Jackson delivers with confidence
Saturday, May 22, 2004
JIM DUNN
For The Birmingham News


Watching Alan Jackson easily work a packed Verizon Wireless Music Center on Thursday night, it's easy to see how he has won three consecutive Country Music Association Entertainer of the Year awards.

He delivers his hits and new cuts with an incredible confidence from a set that has enough video equipment to make a Las Vegas revue look sedate. Fans feel like they're in his den, not in a sprawling outdoor concert venue. Entertainers are supposed to entertain, after all, and Jackson ranks with the best.

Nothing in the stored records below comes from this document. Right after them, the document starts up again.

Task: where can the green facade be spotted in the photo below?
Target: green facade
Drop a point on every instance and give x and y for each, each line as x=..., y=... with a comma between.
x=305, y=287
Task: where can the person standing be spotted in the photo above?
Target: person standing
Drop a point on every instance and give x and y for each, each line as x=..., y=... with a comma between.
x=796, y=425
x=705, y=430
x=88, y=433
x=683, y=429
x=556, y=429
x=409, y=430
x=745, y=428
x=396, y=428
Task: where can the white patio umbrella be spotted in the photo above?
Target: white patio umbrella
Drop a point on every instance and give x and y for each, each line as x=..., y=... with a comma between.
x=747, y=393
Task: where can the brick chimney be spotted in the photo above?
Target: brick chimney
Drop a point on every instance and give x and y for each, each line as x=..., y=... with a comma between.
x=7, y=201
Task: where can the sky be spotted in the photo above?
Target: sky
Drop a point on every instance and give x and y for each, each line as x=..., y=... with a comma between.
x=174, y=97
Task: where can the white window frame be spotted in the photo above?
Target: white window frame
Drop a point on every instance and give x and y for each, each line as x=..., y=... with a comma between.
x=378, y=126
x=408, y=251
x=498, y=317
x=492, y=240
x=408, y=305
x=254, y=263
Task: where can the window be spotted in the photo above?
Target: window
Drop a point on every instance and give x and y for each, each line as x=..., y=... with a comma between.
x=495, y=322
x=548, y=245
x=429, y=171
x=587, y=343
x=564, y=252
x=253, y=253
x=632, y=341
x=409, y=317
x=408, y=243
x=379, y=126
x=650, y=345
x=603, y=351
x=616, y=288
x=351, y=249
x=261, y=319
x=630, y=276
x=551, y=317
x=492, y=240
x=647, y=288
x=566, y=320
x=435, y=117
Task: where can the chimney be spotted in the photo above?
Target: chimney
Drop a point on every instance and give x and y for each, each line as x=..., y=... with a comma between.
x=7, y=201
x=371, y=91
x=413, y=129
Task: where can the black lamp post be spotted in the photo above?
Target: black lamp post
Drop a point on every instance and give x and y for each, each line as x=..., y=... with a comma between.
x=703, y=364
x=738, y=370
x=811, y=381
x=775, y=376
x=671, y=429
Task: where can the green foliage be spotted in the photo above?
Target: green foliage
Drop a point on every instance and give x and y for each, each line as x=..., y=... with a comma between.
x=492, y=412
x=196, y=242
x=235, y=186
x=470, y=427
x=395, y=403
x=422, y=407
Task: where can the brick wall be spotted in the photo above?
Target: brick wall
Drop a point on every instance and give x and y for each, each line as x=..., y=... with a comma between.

Opener Martina McBride kicked off the night with a flourish, rising on a platform from beneath an elevated stage to sing "It's My Time." McBride is nothing if not a big-voiced belter, and she delivered the crowd-pleasing goods in a one-hour set, from "Wild Angels" to "My Baby Loves Me" to "Independence Day." A one-song encore of "When God-Fearin' Women Get the Blues" closed McBride's performance up strong.

Thirty minutes after McBride's performance ended, the black curtains that had been drawn across the stage were parted, and Jackson began "Gone Country." He and his eight-piece band, including Birmingham native Bruce Rutherford on drums, were flanked by three large video monitors and a bank of smaller monitors that broadcast both ambient footage and Jackson music videos.

When not behind his microphone stand, Jackson strode the stage in his white sleeveless shirt, carefully ripped jeans and trademark white cowboy hat, delivering hits like "Chasing that Neon Rainbow," "Little Bitty" and "Chattahoochee" while flinging a steady supply of guitar picks into the crowd. During Jackson's performance of "Pop a Top," the smaller video monitors showed footage of beer bubbles heading upward, which made the band look like they were playing in front of the world's highest-proof aquarium.

Crowd-wowing Birmingham images like Dreamland Barbecue, Sloss Furnaces and members of the Birmingham Fire Department played on monitors while Jackson closed out with "Where I Come From." Jackson left the stage briefly, returning for an extended performance of "Mercury Blues" that allowed his band to show their chops while Jackson signed autographs at the edge of the stage.